International Journal of Cultic Studies Vol. 1, No. 1, 2010 95
La explotación de la fe: pastores que abusan sexual y económicamente
(The Exploitation of Faith: Pastors Who Abuse Sexually and Economically)
Jorge Erdely, Ph.D.
Reviewed by Katherine V. Masís, Ph.D.
Ediciones B. 2008. ISBN: 978-970-710-268-3.
Amazon.com: $19.95 (paperback). 376 pages.
Despite the fact that sexual abuse and financial
exploitation in Catholic and Protestant churches
are just as present in Latin America as in the rest
of the world, there are few books that address
this issue for a Latin American audience. Jorge
Erdely’s La explotación de la fe: pastores que
abusan sexual y económicamente is a welcome
contribution in this regard. Erdely documents
cases of church abuse specifically in Mexico,
but they are also common to other Latin
American countries. Girls, boys, and women,
including nuns, are the most vulnerable and
targeted populations for sexual abuse. But when
it comes to financial exploitation, no one is safe.

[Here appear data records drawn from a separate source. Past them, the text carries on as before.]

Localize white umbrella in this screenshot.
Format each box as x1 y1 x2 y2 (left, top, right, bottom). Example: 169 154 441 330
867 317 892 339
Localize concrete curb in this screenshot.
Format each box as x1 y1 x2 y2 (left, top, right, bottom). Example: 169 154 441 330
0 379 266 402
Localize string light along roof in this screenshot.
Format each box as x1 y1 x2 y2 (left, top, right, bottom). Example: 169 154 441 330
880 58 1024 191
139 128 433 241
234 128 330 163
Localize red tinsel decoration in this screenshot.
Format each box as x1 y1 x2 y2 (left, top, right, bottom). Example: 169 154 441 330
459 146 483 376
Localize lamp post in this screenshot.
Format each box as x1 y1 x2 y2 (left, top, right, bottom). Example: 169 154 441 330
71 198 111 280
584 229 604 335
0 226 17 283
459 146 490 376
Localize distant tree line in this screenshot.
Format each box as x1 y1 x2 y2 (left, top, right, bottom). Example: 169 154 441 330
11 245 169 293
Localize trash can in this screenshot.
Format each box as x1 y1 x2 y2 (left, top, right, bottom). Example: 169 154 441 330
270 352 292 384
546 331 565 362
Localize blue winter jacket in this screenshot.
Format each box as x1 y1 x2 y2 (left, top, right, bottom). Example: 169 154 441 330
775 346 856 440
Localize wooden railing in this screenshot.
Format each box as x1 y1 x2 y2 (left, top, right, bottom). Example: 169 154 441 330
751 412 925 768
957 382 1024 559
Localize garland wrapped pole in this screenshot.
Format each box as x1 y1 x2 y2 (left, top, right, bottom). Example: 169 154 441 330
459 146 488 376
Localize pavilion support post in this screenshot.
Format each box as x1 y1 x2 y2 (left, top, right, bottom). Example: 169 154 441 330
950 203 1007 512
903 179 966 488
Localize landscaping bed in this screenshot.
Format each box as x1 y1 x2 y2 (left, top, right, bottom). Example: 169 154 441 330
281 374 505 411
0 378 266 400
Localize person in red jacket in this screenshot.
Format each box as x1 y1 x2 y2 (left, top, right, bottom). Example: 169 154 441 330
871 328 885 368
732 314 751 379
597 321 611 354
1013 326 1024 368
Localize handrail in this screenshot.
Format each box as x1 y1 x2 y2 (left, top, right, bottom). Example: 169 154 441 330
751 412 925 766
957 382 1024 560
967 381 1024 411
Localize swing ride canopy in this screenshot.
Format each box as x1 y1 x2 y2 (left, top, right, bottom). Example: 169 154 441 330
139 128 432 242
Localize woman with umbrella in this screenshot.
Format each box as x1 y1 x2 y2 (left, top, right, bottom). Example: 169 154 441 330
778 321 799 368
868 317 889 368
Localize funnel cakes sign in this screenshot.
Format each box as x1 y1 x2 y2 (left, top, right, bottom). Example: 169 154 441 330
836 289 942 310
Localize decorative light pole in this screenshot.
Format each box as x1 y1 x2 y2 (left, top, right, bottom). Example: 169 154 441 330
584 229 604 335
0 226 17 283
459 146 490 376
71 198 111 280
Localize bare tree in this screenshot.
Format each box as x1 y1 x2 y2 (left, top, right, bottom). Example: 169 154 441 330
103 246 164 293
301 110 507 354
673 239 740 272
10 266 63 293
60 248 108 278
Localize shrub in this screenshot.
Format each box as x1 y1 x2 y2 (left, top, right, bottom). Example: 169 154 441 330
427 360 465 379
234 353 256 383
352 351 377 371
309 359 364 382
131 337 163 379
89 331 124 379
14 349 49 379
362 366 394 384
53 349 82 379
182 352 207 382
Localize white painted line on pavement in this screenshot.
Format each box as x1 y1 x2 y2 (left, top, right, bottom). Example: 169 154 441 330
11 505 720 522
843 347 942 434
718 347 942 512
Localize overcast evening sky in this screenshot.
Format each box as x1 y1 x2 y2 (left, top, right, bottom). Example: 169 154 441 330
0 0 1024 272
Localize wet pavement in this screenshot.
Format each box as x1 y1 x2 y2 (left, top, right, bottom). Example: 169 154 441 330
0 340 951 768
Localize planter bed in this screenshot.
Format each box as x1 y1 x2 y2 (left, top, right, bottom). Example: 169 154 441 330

Lies, shaming tactics, stealing of inheritances,
and threatening of both female and male
members with expulsion from the congregation
unless they pay up are not alien practices to
greedy clergy in both Catholic and Protestant
churches.
According to Erdely, justice is rarely served,
even when some pedophiles confess. Priests
continue to perform their liturgical duties and to
have contact with children and parishioners.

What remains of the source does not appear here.